Abstract: SA-PO392
Studying Rare Disease Using an Electronic Health Record (EHR) and Machine Learning Based Approach: The Kaiser Permanente Southern California (KPSC) Membranous Nephropathy (MN) Cohort
Session Information
- Glomerular Diseases: Clinical, Outcomes, Trials - III
October 27, 2018 | Location: Exhibit Hall, San Diego Convention Center
Abstract Time: 10:00 AM - 12:00 PM
Category: Glomerular Diseases
- 1203 Glomerular Diseases: Clinical, Outcomes, and Trials
Authors
- Sun, Amy Z., Kaiser Permanente Los Angeles Medical Center, Los Angeles, California, United States
- Shu, Yu-Hsiang, Kaiser Permanente, Pasadena, California, United States
- Harrison, Teresa N., Kaiser Permanente, Pasadena, California, United States
- O'Shaughnessy, Michelle M., Stanford University, Palo Alto, California, United States
- Sim, John J., Kaiser Permanente Los Angeles Medical Center , Los Angeles, California, United States
Background
Large scale epidemiology studies on glomerular disease such as MN are needed. Identifying MN patients using EHR is limited by the need to manually review kidney biopsy pathology reports (gold standard diagnostic test) to confirm cases. An ability to accurately identify patients with MN using only structured EHR data (e.g. diagnosis codes) would enhance the efficiency and scale of observational and comparative effectiveness studies within this population.
Methods
A retrospective cohort study was performed among KPSC patients who underwent a kidney biopsy 6/28/1999-6/25/2015 (n=5542). Biopsies were manually reviewed and designated as MN or non-MN. The sensitivity (SN), specificity (SP), and positive predictive value (PPV) of ICD9 diagnosis codes appearing w/in 1 yr after biopsy were determined using 2 approaches: 1) Clinical (581.1, 582.1, or 583.1, MN specific codes) AND 2) Machine learning (ICD9 codes, kidney-related or not, with highest predictive performance).
Results
Among biopsy proven MN cases, 59% and 86% received a MN diagnosis w/in 30 days and 1 yr after biopsy, respectively.
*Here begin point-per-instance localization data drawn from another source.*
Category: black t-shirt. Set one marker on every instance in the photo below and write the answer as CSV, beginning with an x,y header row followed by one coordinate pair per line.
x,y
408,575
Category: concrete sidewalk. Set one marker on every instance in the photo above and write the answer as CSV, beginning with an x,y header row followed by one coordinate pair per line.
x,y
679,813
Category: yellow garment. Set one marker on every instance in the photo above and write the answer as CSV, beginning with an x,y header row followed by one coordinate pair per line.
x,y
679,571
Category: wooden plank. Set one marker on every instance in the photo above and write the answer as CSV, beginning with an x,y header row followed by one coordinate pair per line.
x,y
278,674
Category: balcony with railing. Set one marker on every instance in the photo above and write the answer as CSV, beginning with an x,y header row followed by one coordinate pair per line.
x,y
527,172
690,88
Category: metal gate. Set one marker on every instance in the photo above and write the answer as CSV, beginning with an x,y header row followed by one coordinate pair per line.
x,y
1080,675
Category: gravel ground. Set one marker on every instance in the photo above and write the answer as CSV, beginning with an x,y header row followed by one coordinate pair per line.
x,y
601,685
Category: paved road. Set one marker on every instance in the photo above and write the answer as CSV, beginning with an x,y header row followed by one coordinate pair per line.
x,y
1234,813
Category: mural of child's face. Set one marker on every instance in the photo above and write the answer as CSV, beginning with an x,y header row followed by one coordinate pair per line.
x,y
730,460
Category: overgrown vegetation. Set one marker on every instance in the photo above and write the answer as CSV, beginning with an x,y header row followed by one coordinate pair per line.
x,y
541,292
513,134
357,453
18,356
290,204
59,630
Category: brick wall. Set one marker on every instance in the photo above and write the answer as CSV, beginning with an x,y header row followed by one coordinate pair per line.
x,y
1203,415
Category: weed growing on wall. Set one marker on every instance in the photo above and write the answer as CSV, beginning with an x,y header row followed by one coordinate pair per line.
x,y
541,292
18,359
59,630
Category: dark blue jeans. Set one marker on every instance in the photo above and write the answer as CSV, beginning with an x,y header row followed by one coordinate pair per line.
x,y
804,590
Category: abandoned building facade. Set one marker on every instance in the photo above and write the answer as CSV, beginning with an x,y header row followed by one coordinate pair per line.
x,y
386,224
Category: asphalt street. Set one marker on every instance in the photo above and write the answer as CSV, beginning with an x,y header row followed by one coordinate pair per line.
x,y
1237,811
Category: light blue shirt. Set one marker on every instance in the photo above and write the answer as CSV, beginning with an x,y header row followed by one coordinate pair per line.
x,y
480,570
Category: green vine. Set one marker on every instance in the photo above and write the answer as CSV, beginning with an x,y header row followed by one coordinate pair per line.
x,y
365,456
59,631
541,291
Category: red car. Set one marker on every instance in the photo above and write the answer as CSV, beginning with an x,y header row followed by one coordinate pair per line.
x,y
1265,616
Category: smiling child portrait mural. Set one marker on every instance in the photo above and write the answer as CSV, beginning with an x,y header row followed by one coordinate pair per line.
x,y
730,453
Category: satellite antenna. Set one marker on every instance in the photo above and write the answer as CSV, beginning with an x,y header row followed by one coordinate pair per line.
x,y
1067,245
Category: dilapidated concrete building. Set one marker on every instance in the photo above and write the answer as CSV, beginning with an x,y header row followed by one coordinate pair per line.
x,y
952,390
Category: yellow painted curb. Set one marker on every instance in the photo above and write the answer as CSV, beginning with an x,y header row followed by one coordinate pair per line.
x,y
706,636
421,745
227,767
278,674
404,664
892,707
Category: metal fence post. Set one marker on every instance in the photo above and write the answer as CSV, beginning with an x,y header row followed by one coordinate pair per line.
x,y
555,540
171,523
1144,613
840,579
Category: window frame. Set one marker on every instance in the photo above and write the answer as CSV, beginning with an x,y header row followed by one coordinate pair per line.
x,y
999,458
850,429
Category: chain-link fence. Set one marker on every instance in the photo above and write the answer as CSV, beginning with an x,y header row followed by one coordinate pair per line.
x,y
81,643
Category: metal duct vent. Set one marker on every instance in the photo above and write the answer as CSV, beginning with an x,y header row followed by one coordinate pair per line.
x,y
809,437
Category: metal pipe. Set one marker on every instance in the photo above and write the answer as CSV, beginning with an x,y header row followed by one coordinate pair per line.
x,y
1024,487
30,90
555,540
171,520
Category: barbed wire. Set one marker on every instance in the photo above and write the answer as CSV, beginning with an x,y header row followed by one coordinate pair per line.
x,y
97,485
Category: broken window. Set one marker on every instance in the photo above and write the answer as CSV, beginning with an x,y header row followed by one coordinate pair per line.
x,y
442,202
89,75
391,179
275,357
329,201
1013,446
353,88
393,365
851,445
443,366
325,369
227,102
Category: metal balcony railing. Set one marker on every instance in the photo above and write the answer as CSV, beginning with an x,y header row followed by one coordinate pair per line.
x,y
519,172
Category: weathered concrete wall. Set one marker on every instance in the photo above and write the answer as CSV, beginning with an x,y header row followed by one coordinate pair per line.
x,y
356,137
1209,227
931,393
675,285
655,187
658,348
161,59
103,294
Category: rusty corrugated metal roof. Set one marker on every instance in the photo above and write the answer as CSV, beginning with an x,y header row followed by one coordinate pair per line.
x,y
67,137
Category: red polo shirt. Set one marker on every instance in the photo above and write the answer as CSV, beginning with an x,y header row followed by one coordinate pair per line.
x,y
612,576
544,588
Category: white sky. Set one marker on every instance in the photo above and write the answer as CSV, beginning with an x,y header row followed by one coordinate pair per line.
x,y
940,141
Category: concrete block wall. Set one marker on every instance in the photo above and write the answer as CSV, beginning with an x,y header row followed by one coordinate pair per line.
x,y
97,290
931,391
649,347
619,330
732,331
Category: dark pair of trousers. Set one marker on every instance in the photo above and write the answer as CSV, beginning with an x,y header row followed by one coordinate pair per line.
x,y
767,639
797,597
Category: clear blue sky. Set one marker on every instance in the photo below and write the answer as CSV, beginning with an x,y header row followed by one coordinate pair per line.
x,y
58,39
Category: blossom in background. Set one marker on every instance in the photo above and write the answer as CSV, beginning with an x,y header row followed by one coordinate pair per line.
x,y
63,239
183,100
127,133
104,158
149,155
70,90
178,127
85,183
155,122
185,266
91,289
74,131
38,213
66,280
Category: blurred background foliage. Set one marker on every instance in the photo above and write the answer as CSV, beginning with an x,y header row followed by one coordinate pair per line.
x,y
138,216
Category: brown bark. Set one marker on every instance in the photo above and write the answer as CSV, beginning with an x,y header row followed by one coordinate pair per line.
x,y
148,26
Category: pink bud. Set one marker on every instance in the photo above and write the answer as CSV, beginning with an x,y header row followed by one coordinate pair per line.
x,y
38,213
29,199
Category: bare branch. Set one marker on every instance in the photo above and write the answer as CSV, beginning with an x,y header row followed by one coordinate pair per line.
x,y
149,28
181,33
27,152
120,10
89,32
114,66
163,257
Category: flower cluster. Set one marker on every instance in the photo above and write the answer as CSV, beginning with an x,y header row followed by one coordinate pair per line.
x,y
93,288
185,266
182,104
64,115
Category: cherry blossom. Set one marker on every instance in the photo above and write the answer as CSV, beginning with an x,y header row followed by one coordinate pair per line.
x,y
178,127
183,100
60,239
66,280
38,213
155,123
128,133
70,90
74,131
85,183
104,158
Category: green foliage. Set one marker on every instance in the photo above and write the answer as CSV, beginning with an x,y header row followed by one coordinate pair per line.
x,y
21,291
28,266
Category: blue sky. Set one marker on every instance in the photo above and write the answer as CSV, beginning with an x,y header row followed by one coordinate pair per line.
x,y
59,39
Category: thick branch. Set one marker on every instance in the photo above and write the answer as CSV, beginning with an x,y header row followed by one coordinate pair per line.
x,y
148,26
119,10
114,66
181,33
The SN and SP of this clinical approach were 86% and 76% respectively, but the PPV was 26%. If >2 codes were required, SP increased and PPV improved, but SN declined. Machine learning approach detected that using just 2 ICD9 codes (581.1 or 583.1) improved SP to 94% and PPV to 58% with a decrease in SN to 83%. SP was 98%, PPV 78%, and SN 64% if ≥3 codes was required.
Conclusion
Our study is the one of the first to leverage the EHR (ICD codes) to identify patients with biopsy-proven MN. Data-driven approaches showed better overall performance than a solely clinical-based approach. Expanding machine learning approaches to include demographics, additional clinical data, or free text from pathology reports might further increase diagnostic performance.